The Goose - Analysis
Introduction
Alfred Lord Tennyson’s "The Goose" is a concise, satirical narrative that moves from comic generosity to domestic chaos. The tone begins lightly and ironic when a stranger presents a goose that lays golden eggs, then shifts to mounting absurdity and moral lesson as the household unravels. The poem balances humor with a pointed critique of human behavior and social pretension.
Relevant context
Written in the Victorian era, the poem reflects social anxieties about wealth, respectability, and the influence of sudden fortune on traditional households. Tennyson’s reputation for blending narrative clarity with moral observation informs the poem’s fable-like quality.
Main theme: Greed and social aspiration
The poem examines how sudden gain alters character. The old wife moves from poverty to "feeding high, and living soft," growing "plump and able-bodied" while the parson and churchwarden take notice. The golden-egg motif literalizes prosperity, and her pride—"she felt her heart grow prouder"—drives the escalation toward conflict, showing how wealth breeds vanity and disturbance rather than lasting happiness.
Main theme: Noise, disorder, and consequences
Sound and commotion recur as markers of moral and social breakdown. The goose’s "cackle and clatter," the household’s "clamour," and the final storm that makes "tables danced again" tie external noise to internal disarray. Tennyson uses escalating auditory images to dramatize how a small gain can generate disproportionate disruption.

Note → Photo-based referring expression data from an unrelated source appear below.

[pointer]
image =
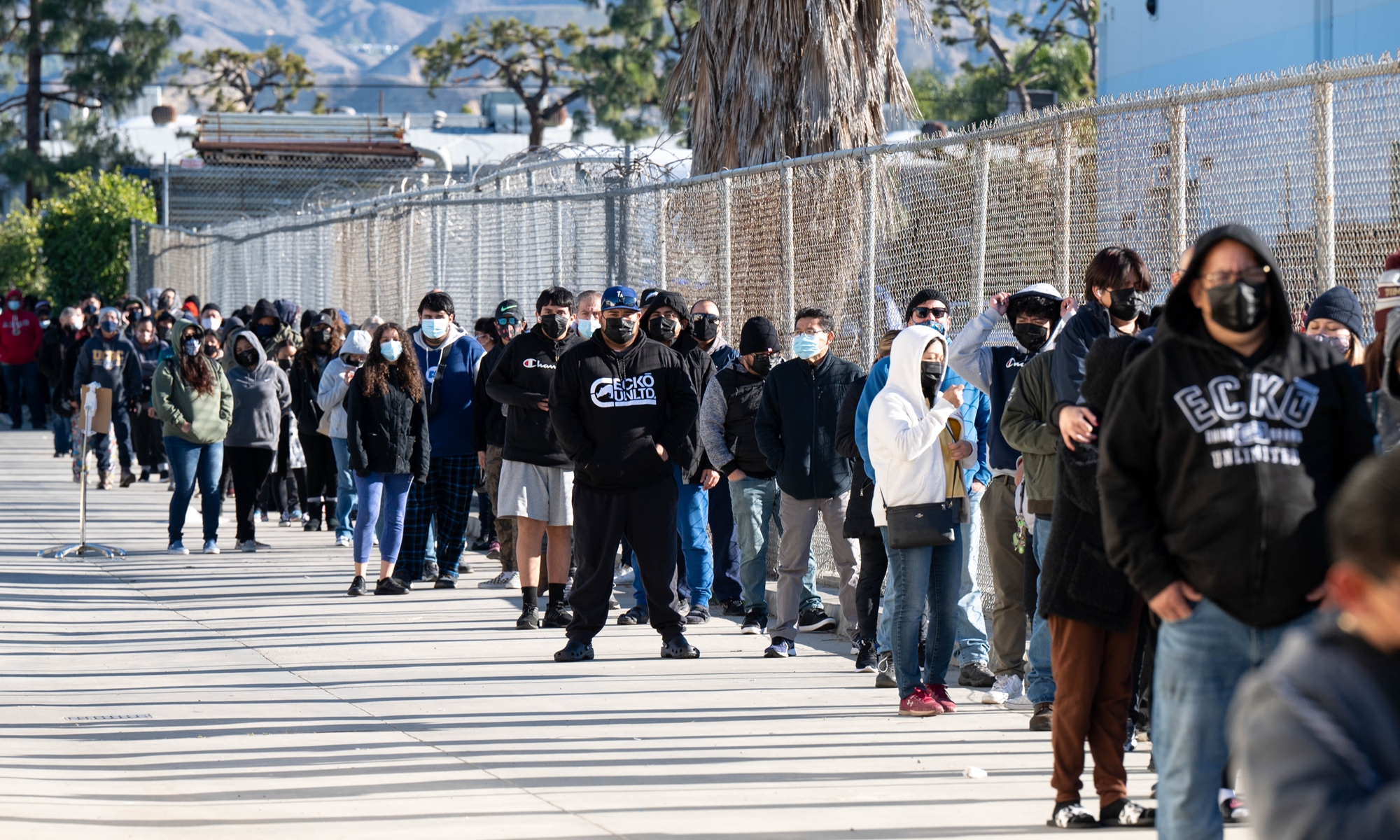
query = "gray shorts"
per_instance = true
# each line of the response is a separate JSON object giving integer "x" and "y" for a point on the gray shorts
{"x": 536, "y": 492}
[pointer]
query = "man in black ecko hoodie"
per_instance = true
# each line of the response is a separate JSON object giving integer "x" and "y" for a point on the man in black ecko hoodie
{"x": 1220, "y": 453}
{"x": 622, "y": 407}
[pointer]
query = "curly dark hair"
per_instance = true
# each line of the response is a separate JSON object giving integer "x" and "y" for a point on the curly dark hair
{"x": 376, "y": 373}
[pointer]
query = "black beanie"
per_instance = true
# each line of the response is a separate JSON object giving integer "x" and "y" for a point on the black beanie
{"x": 758, "y": 337}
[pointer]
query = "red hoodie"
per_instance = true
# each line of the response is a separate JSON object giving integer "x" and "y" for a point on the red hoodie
{"x": 20, "y": 334}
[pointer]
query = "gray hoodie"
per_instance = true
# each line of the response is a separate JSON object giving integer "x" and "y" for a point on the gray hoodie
{"x": 262, "y": 396}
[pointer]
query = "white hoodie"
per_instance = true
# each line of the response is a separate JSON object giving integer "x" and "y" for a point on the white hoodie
{"x": 905, "y": 429}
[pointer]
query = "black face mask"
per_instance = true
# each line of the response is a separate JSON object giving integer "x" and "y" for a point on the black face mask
{"x": 1032, "y": 337}
{"x": 1126, "y": 303}
{"x": 555, "y": 327}
{"x": 1240, "y": 307}
{"x": 930, "y": 376}
{"x": 620, "y": 331}
{"x": 705, "y": 330}
{"x": 664, "y": 330}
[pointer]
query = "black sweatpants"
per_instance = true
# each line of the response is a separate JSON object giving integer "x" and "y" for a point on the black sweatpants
{"x": 251, "y": 470}
{"x": 648, "y": 519}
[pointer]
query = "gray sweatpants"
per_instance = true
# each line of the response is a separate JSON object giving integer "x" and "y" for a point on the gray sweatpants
{"x": 796, "y": 555}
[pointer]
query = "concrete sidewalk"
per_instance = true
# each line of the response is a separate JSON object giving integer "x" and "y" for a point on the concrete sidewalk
{"x": 244, "y": 695}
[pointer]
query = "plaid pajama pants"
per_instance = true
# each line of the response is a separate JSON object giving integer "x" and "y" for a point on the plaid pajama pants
{"x": 446, "y": 502}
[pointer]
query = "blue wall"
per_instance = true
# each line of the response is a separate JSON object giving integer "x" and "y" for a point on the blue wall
{"x": 1205, "y": 40}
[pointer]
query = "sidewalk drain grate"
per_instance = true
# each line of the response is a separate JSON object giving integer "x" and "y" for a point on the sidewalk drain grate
{"x": 107, "y": 718}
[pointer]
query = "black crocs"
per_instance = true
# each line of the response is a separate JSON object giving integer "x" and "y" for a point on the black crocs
{"x": 680, "y": 649}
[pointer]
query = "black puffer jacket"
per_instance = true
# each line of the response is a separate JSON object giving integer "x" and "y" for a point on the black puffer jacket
{"x": 388, "y": 432}
{"x": 859, "y": 520}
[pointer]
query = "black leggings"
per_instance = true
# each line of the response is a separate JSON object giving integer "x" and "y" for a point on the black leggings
{"x": 251, "y": 468}
{"x": 874, "y": 562}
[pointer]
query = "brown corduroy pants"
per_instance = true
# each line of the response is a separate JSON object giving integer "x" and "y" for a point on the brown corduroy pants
{"x": 1094, "y": 688}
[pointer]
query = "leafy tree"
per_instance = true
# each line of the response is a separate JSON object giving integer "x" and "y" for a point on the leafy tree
{"x": 629, "y": 62}
{"x": 524, "y": 58}
{"x": 88, "y": 234}
{"x": 236, "y": 80}
{"x": 22, "y": 253}
{"x": 75, "y": 52}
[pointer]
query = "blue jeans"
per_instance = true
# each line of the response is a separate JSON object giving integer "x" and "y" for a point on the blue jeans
{"x": 191, "y": 463}
{"x": 345, "y": 486}
{"x": 1040, "y": 678}
{"x": 1199, "y": 664}
{"x": 927, "y": 580}
{"x": 393, "y": 491}
{"x": 972, "y": 628}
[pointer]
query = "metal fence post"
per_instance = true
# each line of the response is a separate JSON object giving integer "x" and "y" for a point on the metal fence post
{"x": 727, "y": 251}
{"x": 1065, "y": 195}
{"x": 981, "y": 201}
{"x": 1177, "y": 163}
{"x": 872, "y": 240}
{"x": 1325, "y": 176}
{"x": 789, "y": 255}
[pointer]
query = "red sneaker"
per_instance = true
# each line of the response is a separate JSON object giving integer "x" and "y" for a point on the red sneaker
{"x": 920, "y": 705}
{"x": 939, "y": 694}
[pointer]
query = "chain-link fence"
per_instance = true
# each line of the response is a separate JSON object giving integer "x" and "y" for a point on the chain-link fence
{"x": 1311, "y": 160}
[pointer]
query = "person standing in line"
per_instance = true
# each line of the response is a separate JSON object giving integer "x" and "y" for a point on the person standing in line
{"x": 449, "y": 360}
{"x": 489, "y": 430}
{"x": 622, "y": 407}
{"x": 667, "y": 323}
{"x": 326, "y": 335}
{"x": 331, "y": 398}
{"x": 1034, "y": 313}
{"x": 796, "y": 432}
{"x": 1222, "y": 450}
{"x": 110, "y": 360}
{"x": 262, "y": 398}
{"x": 388, "y": 440}
{"x": 727, "y": 590}
{"x": 727, "y": 415}
{"x": 537, "y": 475}
{"x": 195, "y": 404}
{"x": 919, "y": 456}
{"x": 20, "y": 341}
{"x": 146, "y": 428}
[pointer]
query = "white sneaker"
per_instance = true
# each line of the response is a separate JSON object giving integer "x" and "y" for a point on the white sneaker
{"x": 507, "y": 580}
{"x": 1006, "y": 685}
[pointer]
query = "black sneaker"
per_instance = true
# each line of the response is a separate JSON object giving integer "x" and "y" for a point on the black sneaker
{"x": 866, "y": 659}
{"x": 680, "y": 649}
{"x": 886, "y": 671}
{"x": 811, "y": 621}
{"x": 558, "y": 615}
{"x": 976, "y": 676}
{"x": 636, "y": 615}
{"x": 391, "y": 587}
{"x": 755, "y": 622}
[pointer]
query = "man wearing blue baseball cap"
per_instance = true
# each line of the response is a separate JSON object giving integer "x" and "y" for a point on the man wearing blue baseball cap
{"x": 622, "y": 407}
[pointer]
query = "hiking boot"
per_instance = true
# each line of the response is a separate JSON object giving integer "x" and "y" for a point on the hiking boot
{"x": 886, "y": 673}
{"x": 976, "y": 676}
{"x": 391, "y": 587}
{"x": 811, "y": 621}
{"x": 636, "y": 615}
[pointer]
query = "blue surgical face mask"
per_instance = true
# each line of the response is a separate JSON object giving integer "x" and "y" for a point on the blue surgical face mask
{"x": 807, "y": 346}
{"x": 435, "y": 328}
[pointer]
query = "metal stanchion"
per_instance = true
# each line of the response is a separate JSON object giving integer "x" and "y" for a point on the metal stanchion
{"x": 83, "y": 548}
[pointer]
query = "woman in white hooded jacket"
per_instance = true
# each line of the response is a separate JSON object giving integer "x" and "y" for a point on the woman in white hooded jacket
{"x": 918, "y": 453}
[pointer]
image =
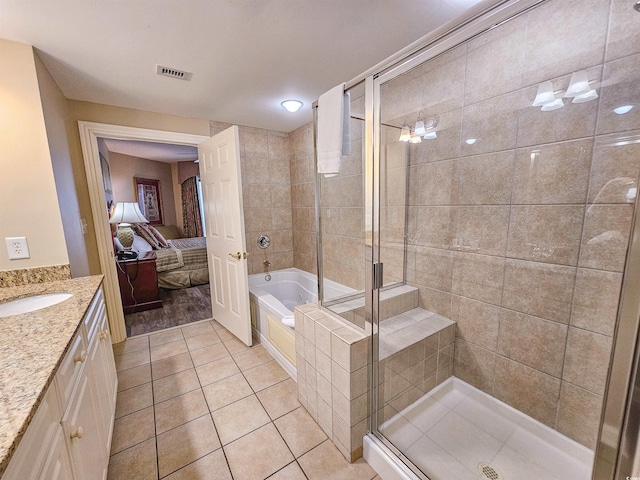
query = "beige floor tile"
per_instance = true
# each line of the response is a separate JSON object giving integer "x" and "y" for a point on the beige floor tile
{"x": 280, "y": 398}
{"x": 325, "y": 461}
{"x": 239, "y": 418}
{"x": 168, "y": 350}
{"x": 132, "y": 429}
{"x": 258, "y": 454}
{"x": 131, "y": 360}
{"x": 216, "y": 370}
{"x": 134, "y": 376}
{"x": 131, "y": 344}
{"x": 228, "y": 390}
{"x": 202, "y": 340}
{"x": 137, "y": 462}
{"x": 209, "y": 354}
{"x": 171, "y": 365}
{"x": 210, "y": 467}
{"x": 234, "y": 345}
{"x": 300, "y": 431}
{"x": 184, "y": 444}
{"x": 290, "y": 472}
{"x": 174, "y": 385}
{"x": 197, "y": 328}
{"x": 167, "y": 336}
{"x": 253, "y": 357}
{"x": 180, "y": 410}
{"x": 134, "y": 399}
{"x": 265, "y": 375}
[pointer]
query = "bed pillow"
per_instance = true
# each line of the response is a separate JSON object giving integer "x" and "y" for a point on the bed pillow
{"x": 142, "y": 231}
{"x": 161, "y": 240}
{"x": 169, "y": 231}
{"x": 140, "y": 245}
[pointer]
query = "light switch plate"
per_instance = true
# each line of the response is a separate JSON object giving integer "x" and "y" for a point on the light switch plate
{"x": 17, "y": 247}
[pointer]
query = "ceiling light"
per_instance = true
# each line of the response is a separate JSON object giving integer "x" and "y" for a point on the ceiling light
{"x": 623, "y": 109}
{"x": 545, "y": 94}
{"x": 555, "y": 105}
{"x": 430, "y": 135}
{"x": 405, "y": 134}
{"x": 585, "y": 97}
{"x": 292, "y": 105}
{"x": 578, "y": 85}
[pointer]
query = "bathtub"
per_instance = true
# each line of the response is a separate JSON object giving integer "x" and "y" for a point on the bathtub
{"x": 272, "y": 302}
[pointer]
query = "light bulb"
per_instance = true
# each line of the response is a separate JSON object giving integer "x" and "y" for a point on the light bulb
{"x": 405, "y": 134}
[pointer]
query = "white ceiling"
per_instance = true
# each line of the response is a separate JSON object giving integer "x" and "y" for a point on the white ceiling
{"x": 159, "y": 152}
{"x": 246, "y": 55}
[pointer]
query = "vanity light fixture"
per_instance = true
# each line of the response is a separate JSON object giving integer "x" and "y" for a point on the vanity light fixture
{"x": 544, "y": 95}
{"x": 623, "y": 109}
{"x": 405, "y": 134}
{"x": 292, "y": 105}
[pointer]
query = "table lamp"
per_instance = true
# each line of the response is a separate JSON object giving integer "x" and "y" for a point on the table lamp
{"x": 124, "y": 215}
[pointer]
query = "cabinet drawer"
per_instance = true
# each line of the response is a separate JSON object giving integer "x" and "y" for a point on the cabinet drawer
{"x": 70, "y": 367}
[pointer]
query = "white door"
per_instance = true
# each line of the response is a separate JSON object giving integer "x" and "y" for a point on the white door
{"x": 226, "y": 244}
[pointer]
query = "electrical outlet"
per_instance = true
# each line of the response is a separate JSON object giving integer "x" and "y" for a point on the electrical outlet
{"x": 17, "y": 247}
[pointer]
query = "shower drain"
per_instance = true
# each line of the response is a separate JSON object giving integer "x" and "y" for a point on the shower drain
{"x": 488, "y": 472}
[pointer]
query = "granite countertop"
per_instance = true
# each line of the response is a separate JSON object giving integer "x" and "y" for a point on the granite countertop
{"x": 31, "y": 348}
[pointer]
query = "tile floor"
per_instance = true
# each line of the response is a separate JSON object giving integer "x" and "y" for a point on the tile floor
{"x": 449, "y": 432}
{"x": 196, "y": 403}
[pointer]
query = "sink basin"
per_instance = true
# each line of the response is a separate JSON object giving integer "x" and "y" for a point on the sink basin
{"x": 31, "y": 304}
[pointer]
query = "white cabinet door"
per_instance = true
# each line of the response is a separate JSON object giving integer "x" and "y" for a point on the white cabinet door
{"x": 57, "y": 465}
{"x": 83, "y": 430}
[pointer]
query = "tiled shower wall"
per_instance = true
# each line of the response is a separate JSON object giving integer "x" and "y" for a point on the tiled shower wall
{"x": 521, "y": 236}
{"x": 266, "y": 192}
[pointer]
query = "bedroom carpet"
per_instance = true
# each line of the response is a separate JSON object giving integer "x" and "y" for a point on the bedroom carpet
{"x": 179, "y": 307}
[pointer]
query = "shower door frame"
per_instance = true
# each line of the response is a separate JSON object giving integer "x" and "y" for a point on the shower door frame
{"x": 624, "y": 366}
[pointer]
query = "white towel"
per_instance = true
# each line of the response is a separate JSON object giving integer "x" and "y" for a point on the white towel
{"x": 331, "y": 125}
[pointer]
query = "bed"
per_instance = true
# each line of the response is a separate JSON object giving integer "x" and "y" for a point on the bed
{"x": 183, "y": 263}
{"x": 180, "y": 262}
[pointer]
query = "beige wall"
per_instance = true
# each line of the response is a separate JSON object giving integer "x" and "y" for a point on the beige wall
{"x": 123, "y": 170}
{"x": 28, "y": 200}
{"x": 58, "y": 121}
{"x": 266, "y": 193}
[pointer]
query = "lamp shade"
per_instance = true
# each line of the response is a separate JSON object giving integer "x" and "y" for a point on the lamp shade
{"x": 127, "y": 212}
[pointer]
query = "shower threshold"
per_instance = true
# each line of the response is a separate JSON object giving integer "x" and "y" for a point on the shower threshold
{"x": 456, "y": 428}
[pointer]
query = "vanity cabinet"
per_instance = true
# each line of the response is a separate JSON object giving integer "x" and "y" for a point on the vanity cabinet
{"x": 69, "y": 436}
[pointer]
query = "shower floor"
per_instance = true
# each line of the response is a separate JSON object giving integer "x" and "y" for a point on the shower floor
{"x": 456, "y": 427}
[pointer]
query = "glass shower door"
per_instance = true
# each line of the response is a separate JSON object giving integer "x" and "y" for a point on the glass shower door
{"x": 503, "y": 221}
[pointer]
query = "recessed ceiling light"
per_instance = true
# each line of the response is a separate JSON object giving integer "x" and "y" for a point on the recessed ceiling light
{"x": 291, "y": 105}
{"x": 623, "y": 109}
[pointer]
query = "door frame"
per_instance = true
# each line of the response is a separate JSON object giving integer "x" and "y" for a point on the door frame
{"x": 89, "y": 134}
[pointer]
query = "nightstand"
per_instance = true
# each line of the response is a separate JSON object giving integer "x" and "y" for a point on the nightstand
{"x": 138, "y": 281}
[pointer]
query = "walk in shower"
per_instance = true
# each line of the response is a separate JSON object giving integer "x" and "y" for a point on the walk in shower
{"x": 493, "y": 173}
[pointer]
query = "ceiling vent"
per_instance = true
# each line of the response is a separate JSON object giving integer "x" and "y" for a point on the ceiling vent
{"x": 173, "y": 73}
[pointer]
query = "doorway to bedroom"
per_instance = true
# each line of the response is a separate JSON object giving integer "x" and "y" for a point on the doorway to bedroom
{"x": 165, "y": 283}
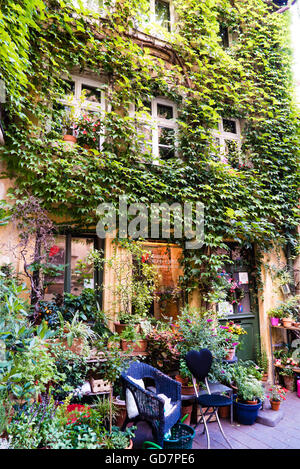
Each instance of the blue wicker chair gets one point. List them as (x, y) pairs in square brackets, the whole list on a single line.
[(150, 407)]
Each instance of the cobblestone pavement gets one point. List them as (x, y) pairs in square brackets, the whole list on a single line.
[(285, 435)]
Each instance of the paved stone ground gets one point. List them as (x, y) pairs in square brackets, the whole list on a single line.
[(286, 434)]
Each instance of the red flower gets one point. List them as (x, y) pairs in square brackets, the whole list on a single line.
[(76, 411), (53, 251)]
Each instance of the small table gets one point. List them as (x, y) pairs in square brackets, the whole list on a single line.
[(215, 388)]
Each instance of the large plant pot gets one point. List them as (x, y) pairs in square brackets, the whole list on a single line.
[(121, 405), (275, 405), (289, 382), (246, 414), (139, 346), (224, 412)]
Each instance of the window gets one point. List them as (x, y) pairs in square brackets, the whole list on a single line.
[(157, 127), (93, 6), (227, 137), (161, 13), (225, 36), (82, 96), (71, 251)]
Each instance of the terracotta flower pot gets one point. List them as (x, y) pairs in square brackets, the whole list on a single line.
[(275, 405), (119, 328)]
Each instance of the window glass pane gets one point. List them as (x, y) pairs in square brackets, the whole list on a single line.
[(68, 87), (145, 138), (162, 14), (92, 93), (230, 146), (56, 257), (82, 273), (166, 142), (165, 112), (60, 116), (229, 125), (166, 258)]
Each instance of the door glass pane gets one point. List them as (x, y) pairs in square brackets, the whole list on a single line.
[(166, 258), (82, 272), (162, 14), (55, 282)]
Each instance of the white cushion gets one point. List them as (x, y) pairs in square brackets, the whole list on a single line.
[(168, 407), (131, 407)]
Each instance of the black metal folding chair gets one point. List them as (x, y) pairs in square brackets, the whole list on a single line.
[(199, 363)]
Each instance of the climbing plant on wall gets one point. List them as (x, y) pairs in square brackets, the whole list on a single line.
[(251, 200)]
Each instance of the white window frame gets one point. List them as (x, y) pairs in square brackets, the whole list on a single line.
[(93, 9), (223, 136), (87, 105), (172, 13), (155, 122)]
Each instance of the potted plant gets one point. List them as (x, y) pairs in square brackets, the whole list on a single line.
[(69, 126), (228, 340), (88, 130), (185, 378), (130, 338), (75, 334), (274, 315), (250, 394), (277, 394), (287, 320), (288, 378)]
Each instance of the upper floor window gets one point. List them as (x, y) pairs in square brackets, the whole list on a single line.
[(92, 6), (225, 36), (82, 97), (227, 137), (158, 127), (159, 17), (162, 13)]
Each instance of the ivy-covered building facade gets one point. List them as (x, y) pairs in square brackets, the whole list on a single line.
[(167, 101)]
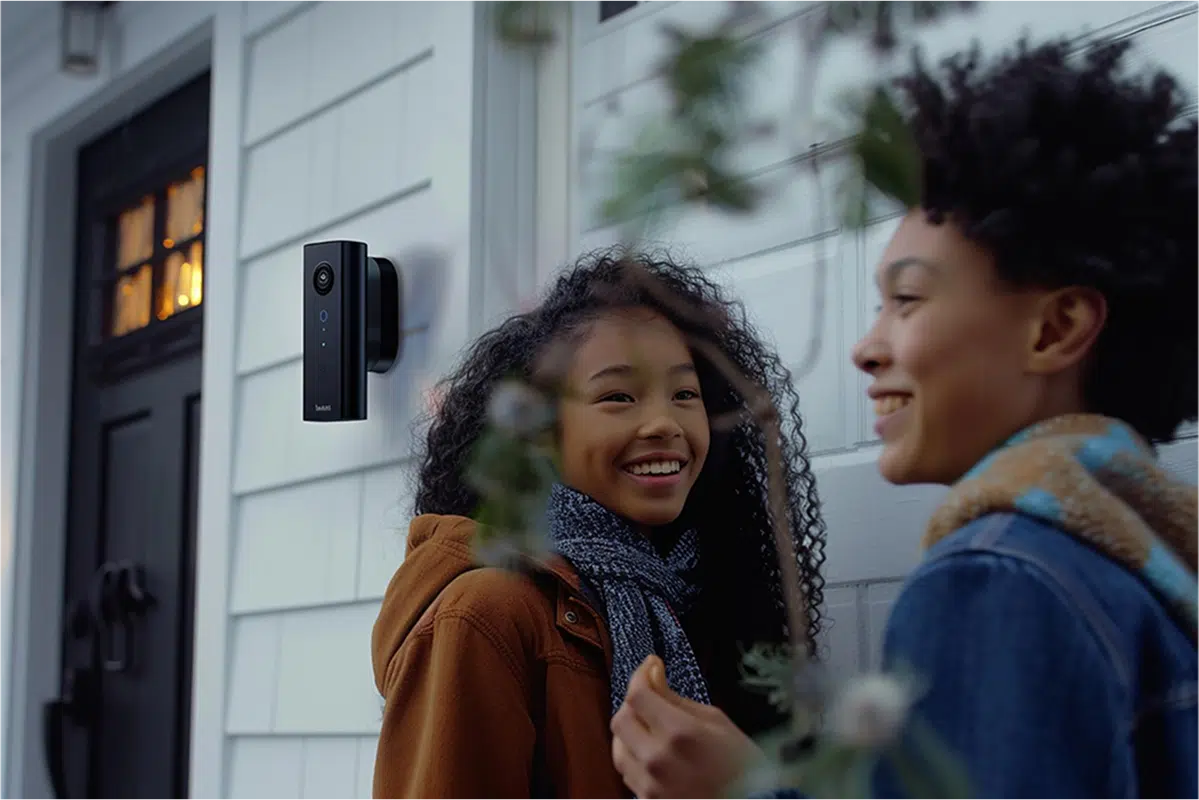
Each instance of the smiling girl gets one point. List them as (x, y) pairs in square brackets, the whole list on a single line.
[(500, 684), (1037, 340)]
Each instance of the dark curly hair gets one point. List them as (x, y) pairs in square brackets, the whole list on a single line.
[(1072, 170), (728, 506)]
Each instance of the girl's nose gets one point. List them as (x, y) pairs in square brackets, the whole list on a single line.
[(661, 426), (869, 354)]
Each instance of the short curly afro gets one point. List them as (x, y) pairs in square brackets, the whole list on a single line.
[(1072, 169)]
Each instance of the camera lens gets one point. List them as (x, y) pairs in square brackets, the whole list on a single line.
[(323, 278)]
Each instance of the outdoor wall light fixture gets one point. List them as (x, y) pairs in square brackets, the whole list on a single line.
[(83, 34), (351, 325)]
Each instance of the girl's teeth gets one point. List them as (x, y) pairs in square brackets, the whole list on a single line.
[(656, 468), (890, 404)]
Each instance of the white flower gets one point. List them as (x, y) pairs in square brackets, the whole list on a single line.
[(519, 409), (871, 711)]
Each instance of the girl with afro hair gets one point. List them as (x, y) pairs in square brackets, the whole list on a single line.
[(1037, 338), (500, 683)]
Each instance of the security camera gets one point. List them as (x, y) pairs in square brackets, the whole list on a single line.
[(351, 325)]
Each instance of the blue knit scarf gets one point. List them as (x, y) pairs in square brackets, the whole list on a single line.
[(643, 593)]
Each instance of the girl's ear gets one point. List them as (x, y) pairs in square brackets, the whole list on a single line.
[(1067, 324)]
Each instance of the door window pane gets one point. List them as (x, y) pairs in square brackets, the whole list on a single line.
[(134, 241), (182, 281), (131, 301)]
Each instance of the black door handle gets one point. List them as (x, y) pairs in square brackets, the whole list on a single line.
[(76, 704), (118, 595)]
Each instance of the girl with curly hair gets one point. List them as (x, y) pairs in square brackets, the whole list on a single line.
[(501, 684), (1036, 341)]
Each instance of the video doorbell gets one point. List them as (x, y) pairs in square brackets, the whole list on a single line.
[(351, 325)]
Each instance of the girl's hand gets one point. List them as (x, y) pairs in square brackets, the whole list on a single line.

Main theme: The ambiguous role of the stranger and fate
The stranger appears twice as agent and then as remover of the source of wealth. His light, almost dismissive lines—"It is a stormy season"/"It is a stormy morning"—suggest fate or fortune’s caprice. The poem leaves open whether he is benevolent, indifferent, or punitive, inviting readers to question the origin and durability of gifts.
Symbols and vivid images
The white goose is the central symbol: at once a domestic animal and a miraculous producer of golden eggs, it represents sudden wealth that does not integrate peacefully into the household. The golden egg juxtaposed with the old wife’s rags highlights social transformation. Storm and wind imagery—"the wild wind rang," "half the chimneys tumbled"—symbolize forces beyond control that expose the fragility of newly acquired comfort. An open question remains whether the storm is merely natural or a poetic instrument of moral correction.
Conclusion
The poem functions as a compact fable: through lively imagery and ironic shifts in tone, Tennyson critiques greed, social vanity, and the instability of fortune. The comic surface masks a sober insight—that blessings, when mishandled or misunderstood, become the source of one’s undoing.